So I am more than a little behind on posting this one. It is another one from the old picture folder of "remember that time I hosted an engagement party?" This was the version of pasta salad I decided to do. No Italian dressing here! It is covered in flavors of lime, cilantro and cumin. I really enjoyed it, and, an added bonus, the dressing for the salad also makes a great chicken marinade. It is definitely best fresh, but can be stored (w/o the cilantro) overnight in the fridge if you want.
I'm entering this South Western take on pasta salad into the newest Recipe Remix. Enjoy!

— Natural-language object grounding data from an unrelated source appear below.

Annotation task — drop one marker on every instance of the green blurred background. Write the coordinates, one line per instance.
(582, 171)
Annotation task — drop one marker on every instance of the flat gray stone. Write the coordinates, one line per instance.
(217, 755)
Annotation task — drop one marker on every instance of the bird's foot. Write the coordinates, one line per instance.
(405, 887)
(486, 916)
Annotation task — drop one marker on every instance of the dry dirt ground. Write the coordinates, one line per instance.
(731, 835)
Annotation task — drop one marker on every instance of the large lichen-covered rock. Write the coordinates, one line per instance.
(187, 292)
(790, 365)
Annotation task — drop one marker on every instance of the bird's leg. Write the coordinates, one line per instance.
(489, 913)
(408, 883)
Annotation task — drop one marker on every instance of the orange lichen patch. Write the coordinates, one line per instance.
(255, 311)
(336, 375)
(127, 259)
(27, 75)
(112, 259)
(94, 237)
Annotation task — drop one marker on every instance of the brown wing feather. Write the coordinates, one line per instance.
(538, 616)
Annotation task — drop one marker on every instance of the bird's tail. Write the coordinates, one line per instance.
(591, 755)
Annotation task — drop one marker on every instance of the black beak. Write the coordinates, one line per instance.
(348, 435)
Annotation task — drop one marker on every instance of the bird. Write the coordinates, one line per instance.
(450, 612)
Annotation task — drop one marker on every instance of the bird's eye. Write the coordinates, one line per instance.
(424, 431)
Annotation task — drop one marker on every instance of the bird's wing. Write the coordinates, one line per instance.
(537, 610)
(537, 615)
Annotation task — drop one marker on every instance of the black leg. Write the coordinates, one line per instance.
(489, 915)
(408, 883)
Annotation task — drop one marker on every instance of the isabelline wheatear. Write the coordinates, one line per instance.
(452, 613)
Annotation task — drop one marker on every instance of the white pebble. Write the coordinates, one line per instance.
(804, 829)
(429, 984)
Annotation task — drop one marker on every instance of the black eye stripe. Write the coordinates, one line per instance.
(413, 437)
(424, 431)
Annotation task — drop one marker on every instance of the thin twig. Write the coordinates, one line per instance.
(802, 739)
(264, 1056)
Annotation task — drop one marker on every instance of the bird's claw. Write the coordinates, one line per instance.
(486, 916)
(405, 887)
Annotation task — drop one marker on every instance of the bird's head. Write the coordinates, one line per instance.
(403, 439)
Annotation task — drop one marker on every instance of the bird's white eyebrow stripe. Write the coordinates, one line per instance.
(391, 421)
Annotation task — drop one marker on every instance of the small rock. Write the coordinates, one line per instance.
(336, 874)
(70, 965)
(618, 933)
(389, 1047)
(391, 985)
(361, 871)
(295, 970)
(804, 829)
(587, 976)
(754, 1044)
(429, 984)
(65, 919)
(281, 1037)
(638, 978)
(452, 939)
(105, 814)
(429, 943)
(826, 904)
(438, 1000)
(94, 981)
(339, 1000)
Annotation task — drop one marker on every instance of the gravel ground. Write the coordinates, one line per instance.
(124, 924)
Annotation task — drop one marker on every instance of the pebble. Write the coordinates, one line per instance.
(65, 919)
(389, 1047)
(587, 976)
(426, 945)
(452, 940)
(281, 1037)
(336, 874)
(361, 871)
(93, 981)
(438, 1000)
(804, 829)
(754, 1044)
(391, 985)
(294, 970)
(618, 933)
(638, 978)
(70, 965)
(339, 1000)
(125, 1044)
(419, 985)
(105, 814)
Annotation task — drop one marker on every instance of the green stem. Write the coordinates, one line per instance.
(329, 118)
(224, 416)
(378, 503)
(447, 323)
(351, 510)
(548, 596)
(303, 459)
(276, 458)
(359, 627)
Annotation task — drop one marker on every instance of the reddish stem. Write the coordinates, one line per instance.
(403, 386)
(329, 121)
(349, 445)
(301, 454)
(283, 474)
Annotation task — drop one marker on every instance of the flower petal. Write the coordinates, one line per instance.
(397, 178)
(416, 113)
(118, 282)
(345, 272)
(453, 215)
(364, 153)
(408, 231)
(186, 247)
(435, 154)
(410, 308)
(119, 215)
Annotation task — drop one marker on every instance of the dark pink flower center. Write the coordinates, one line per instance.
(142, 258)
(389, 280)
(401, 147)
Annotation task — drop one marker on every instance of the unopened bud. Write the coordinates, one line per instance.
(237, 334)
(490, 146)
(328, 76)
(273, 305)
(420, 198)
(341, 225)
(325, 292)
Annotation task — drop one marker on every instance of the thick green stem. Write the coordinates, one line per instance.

- 1/2 (16 ounce) package gimelli pasta
- just under 1/3 cup vegetable oil
- just under 1/3 cup lime juice
- 1-2 tablespoons chili powder, to taste
- 2 teaspoons ground cumin
- 1/2 teaspoon salt
- 2 cloves garlic, crushed
- 1 can of corn, drained
- 1 can black beans, drained and rinsed
- 1/2 diced green bell pepper
- 1/2 diced red bell pepper
- 1/2 cup fresh cilantro leaves
- 1 cup chopped roma (plum) tomatoes
- green onions
- Bring a large pot of lightly salted water to a boil. Add pasta and cook for 8 to 10 minutes or until al dente; drain.
- In a large bowl combine oil, lime juice, chili powder, cumin, salt and garlic. Stir in pasta and set aside to cool to room temperature, stirring occasionally.
- Stir in corn, beans, green pepper, red pepper and 1/2 of the cilantro leaves. Spoon onto a platter and garnish with tomatoes and remaining cilantro and green onions. Serve chilled or at room temperature.